Any tips? I hate scratchiness and like some stroke variation, but I generally prefer finer nibs usually on cheap paper. If that means anything, my Muji pen is about right but a liitle too scratchy. My old Pilot F is excellent.
I have the ECO, with an EF nib. It’s not scratchy at all – it’s almost ghost like if you want to make very fine lines. At max pressure it’s about the same size as a roller gel.
It’s the only fountain pen I have (I have an ancient set of adjustable dipping pens from my great grandpa’s engineering toolkit, not sure if that counts), so this isn’t an expert opinion or anything.
I mostly write in a moleskine, which isn’t supposed to be great for fountain pens but works fine for me.
Edit: just to say, I got the plunger stuck at the bottom, and was about to toss it when I found out that there’s tutorials on how to completely disassemble and reassemble the ECO, and forums where people talk about the exact problem I had. It’s super easy to maintain. Reminds me a bit of owning a VW – you think “I can’t possibly fix this,” and then you start tinkering and it’s fixed before dinner. Except the pen takes about 5 minutes.

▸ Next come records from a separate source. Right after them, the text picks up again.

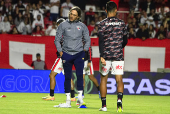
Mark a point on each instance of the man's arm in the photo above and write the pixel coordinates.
(58, 37)
(86, 38)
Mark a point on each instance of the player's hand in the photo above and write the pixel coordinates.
(89, 65)
(61, 54)
(103, 61)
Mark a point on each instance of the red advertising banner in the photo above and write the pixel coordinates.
(18, 52)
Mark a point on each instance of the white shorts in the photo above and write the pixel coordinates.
(87, 70)
(58, 66)
(116, 68)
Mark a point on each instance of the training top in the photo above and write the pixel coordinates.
(112, 33)
(72, 33)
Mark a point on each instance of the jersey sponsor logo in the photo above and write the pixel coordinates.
(119, 67)
(113, 23)
(104, 69)
(78, 27)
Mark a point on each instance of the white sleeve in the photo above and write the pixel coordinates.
(33, 24)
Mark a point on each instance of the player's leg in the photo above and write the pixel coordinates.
(67, 65)
(72, 91)
(56, 68)
(104, 70)
(117, 67)
(79, 65)
(92, 78)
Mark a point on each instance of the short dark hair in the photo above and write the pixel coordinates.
(38, 55)
(60, 21)
(111, 6)
(77, 9)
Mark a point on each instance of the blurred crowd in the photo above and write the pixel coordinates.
(146, 18)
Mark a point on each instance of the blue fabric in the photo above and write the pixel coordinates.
(68, 61)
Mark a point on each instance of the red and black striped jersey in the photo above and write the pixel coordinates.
(111, 32)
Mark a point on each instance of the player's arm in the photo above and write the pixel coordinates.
(125, 40)
(86, 38)
(58, 38)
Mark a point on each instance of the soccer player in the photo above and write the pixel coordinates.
(88, 69)
(57, 68)
(112, 35)
(72, 52)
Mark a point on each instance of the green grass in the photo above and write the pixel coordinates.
(31, 103)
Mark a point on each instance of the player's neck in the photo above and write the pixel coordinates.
(111, 15)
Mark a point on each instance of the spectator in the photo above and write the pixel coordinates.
(91, 26)
(2, 7)
(1, 17)
(142, 33)
(9, 11)
(5, 26)
(37, 31)
(162, 16)
(51, 30)
(18, 19)
(152, 32)
(148, 6)
(161, 34)
(25, 27)
(41, 5)
(14, 31)
(8, 3)
(65, 8)
(39, 64)
(134, 23)
(131, 34)
(138, 19)
(16, 12)
(144, 18)
(151, 21)
(154, 15)
(28, 13)
(131, 14)
(54, 10)
(89, 16)
(38, 21)
(21, 6)
(94, 32)
(132, 4)
(11, 21)
(36, 11)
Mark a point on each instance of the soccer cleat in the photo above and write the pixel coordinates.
(103, 109)
(73, 99)
(82, 97)
(119, 106)
(48, 98)
(80, 103)
(63, 105)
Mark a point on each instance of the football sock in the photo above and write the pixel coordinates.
(51, 92)
(80, 94)
(103, 101)
(98, 88)
(83, 92)
(72, 94)
(120, 96)
(68, 96)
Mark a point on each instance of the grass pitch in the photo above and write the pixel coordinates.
(31, 103)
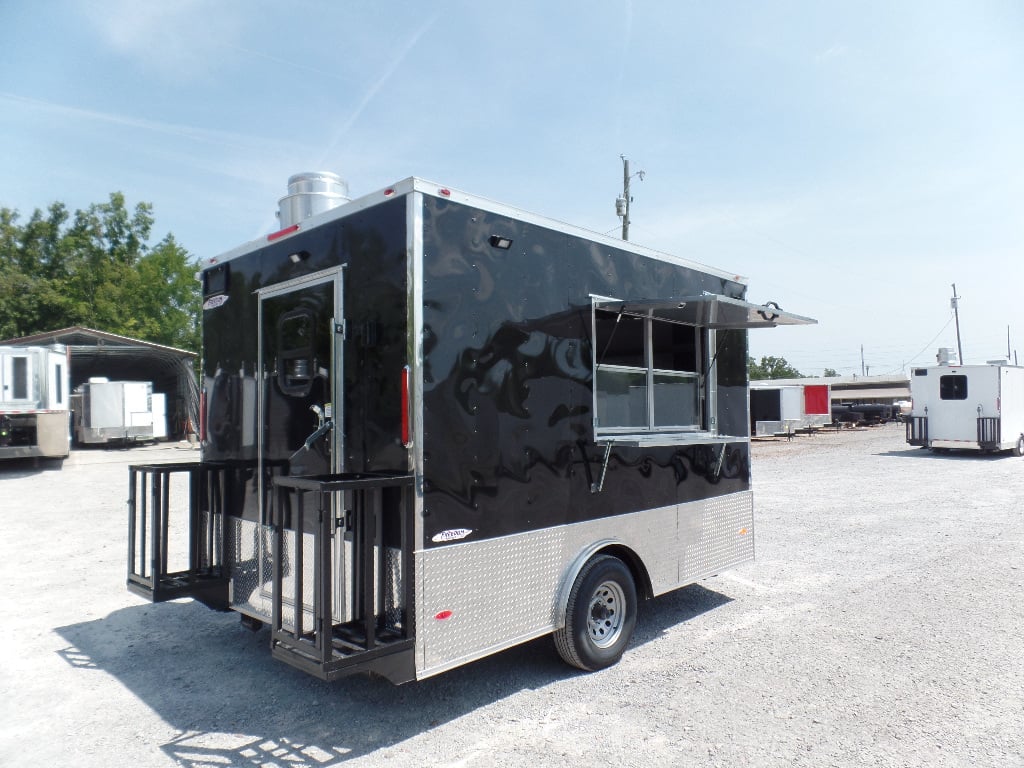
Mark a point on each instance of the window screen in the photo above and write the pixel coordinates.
(646, 373)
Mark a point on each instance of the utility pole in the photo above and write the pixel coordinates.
(623, 202)
(954, 303)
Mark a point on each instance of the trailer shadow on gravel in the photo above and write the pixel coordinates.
(17, 468)
(947, 455)
(231, 704)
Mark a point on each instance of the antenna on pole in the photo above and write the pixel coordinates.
(623, 202)
(954, 303)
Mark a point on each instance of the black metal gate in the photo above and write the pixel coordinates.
(370, 516)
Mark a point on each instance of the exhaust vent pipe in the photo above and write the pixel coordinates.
(309, 194)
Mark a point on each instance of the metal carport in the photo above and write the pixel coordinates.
(96, 353)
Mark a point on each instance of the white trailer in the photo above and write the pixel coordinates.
(115, 411)
(971, 408)
(34, 411)
(782, 409)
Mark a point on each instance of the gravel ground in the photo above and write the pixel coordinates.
(881, 625)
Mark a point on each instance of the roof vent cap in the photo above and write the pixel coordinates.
(309, 194)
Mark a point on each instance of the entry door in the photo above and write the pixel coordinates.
(301, 363)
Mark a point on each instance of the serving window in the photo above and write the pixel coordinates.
(655, 380)
(647, 373)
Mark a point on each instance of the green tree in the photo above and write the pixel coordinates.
(771, 368)
(95, 268)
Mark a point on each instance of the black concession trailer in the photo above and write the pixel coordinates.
(434, 427)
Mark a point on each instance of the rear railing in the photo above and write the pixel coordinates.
(356, 530)
(989, 432)
(176, 540)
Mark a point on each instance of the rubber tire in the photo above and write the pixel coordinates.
(598, 582)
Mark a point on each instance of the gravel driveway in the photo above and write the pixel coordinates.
(881, 625)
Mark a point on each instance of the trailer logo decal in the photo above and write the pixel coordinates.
(452, 535)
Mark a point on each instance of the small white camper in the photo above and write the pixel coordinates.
(118, 411)
(971, 408)
(34, 402)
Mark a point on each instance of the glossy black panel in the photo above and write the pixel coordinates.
(372, 246)
(508, 437)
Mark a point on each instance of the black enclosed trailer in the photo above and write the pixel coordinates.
(435, 426)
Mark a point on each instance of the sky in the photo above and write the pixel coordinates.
(853, 161)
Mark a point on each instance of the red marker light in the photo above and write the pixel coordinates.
(407, 431)
(282, 232)
(202, 417)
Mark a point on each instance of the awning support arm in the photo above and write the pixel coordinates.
(599, 485)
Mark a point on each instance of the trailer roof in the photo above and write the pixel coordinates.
(424, 186)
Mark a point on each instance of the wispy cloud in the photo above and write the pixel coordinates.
(192, 133)
(163, 35)
(374, 89)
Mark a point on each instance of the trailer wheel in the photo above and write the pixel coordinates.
(600, 615)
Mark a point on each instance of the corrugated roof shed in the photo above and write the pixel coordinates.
(96, 353)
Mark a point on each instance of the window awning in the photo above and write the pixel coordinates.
(709, 310)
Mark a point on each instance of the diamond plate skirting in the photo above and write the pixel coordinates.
(475, 598)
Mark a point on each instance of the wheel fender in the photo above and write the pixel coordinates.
(568, 579)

That helps – thanks. I apply almost no pressure, with pens basically resting on my hand, so F may be more appropriate for an Eco for me.
Not applying pressure also means very light pens don’t work great for me but I prefer the metal look more than resin.
Lamy AL star nibs can be changed super easy, if that helps.
So weird you can’t try them out. The shops over here don’t have pens inked up either, but when asked they will dip the pen in ink so you can try them. How else are you able to decide which one to buy?
I was planning to suggest dipping tomorrow. Fingers crossed but the general attitude here is like going to a supermarket.
Man that sucks. It’s not like they have customers lining up around the corner so a little a bit of customerservice wouldn’t hurt them.